One immediate application of this theorem is that it gives us a way to quickly tell if two vectors meet at a right angle: if so, their dot product is 0 because $\cos(\pi/2)=0$. Similarly, when two vectors point in the same direction $\theta=0$, and thus their dot product will be the product of their norms, because $\cos(0) = 1$. More generally, the following inequality is often useful.

**Theorem (Cauchy-Schwarz Inequality):** Let $\mathbf{u}$ and $\mathbf{v}$ be vectors.
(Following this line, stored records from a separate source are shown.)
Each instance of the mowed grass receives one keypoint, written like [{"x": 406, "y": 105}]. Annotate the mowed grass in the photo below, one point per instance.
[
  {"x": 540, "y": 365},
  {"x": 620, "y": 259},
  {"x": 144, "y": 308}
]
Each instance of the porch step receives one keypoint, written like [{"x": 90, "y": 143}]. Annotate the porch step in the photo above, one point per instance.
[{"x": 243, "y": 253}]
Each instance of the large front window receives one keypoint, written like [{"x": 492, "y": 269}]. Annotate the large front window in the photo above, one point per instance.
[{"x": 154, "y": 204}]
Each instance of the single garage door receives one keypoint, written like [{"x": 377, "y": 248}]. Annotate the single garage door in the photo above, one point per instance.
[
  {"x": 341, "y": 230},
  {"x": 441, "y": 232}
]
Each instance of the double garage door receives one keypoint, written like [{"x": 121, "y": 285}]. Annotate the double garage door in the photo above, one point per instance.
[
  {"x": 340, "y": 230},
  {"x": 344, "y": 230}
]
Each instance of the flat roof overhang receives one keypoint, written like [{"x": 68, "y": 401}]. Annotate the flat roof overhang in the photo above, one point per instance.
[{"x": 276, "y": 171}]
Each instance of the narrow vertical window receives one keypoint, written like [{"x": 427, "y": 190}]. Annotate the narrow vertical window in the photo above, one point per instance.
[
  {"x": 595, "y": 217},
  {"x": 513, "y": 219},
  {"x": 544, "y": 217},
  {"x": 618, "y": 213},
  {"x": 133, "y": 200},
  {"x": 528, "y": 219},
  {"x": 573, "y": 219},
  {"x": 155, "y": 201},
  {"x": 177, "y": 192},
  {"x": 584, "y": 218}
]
Then $|\mathbf{u}\cdot\mathbf{v}| <= ||\mathbf{u}||||\mathbf{v}||$.

**Proof:** Since $|\cos\theta| <= 1$, $|\mathbf{u}\cdot\mathbf{v}| = ||\mathbf{u}||||\mathbf{v}|||\cos\theta|<= ||\mathbf{u}||||\mathbf{v}||$. $\blacksquare$

An immediate corollary to the Cauchy-Schwarz inequality is the *Triangle Inequality* given below.

**Theorem (Triangle Inequality):** Let $\mathbf{u}$ and $\mathbf{v}$ be vectors. Then $$||\mathbf{u} + \mathbf{v}|| <= ||\mathbf{u}|| + ||\mathbf{v}||$$.
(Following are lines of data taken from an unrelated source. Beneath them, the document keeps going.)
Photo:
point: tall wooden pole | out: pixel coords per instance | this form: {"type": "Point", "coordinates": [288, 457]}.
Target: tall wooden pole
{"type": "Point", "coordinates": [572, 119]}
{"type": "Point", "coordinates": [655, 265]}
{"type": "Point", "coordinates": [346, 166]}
**Proof:** First, note that $||\mathbf{u} + \mathbf{v}||^2 = (\mathbf{u} + \mathbf{v})\cdot(\mathbf{u} + \mathbf{v})$. Using the distributivity of the dot product, we can write this as
$$
    \mathbf{u}\cdot\mathbf{u} + \mathbf{u}\cdot\mathbf{v} + \mathbf{v}\cdot\mathbf{u} + \mathbf{v}\cdot\mathbf{v},
$$

which equals

$$
    ||\mathbf{u}||^2 + 2(\mathbf{u}\cdot\mathbf{v}) + ||\mathbf{v}||^2.
$$

Now by the Cauchy-Schwarz Inequality, the above expression is less than or equal to 

$$
    ||\mathbf{u}||^2 + 2||\mathbf{u}||||\mathbf{v}|| + ||\mathbf{v}||^2 = (||\mathbf{u}||+||\mathbf{v}||)^2;
$$

that is,

$$
    ||\mathbf{u} + \mathbf{v}||^2 <= (||\mathbf{u}||+||\mathbf{v}||)^2,
$$

and taking square roots on both sides leads to the result.
$\blacksquare$

With two-dimensional vectors sketched in the plane, the triangle inequality is obvious: it simply states that the length of the longest side of a triangle cannot be greater than the sum of the lengths of the other sides. It is important to keep in mind, here and going forward, that this result and the others that we've obtained so far hold in higher dimensions where we can't sketch out and easily visualize the behavior of the vectors we are working with. This is part of what makes liner algebra so powerful.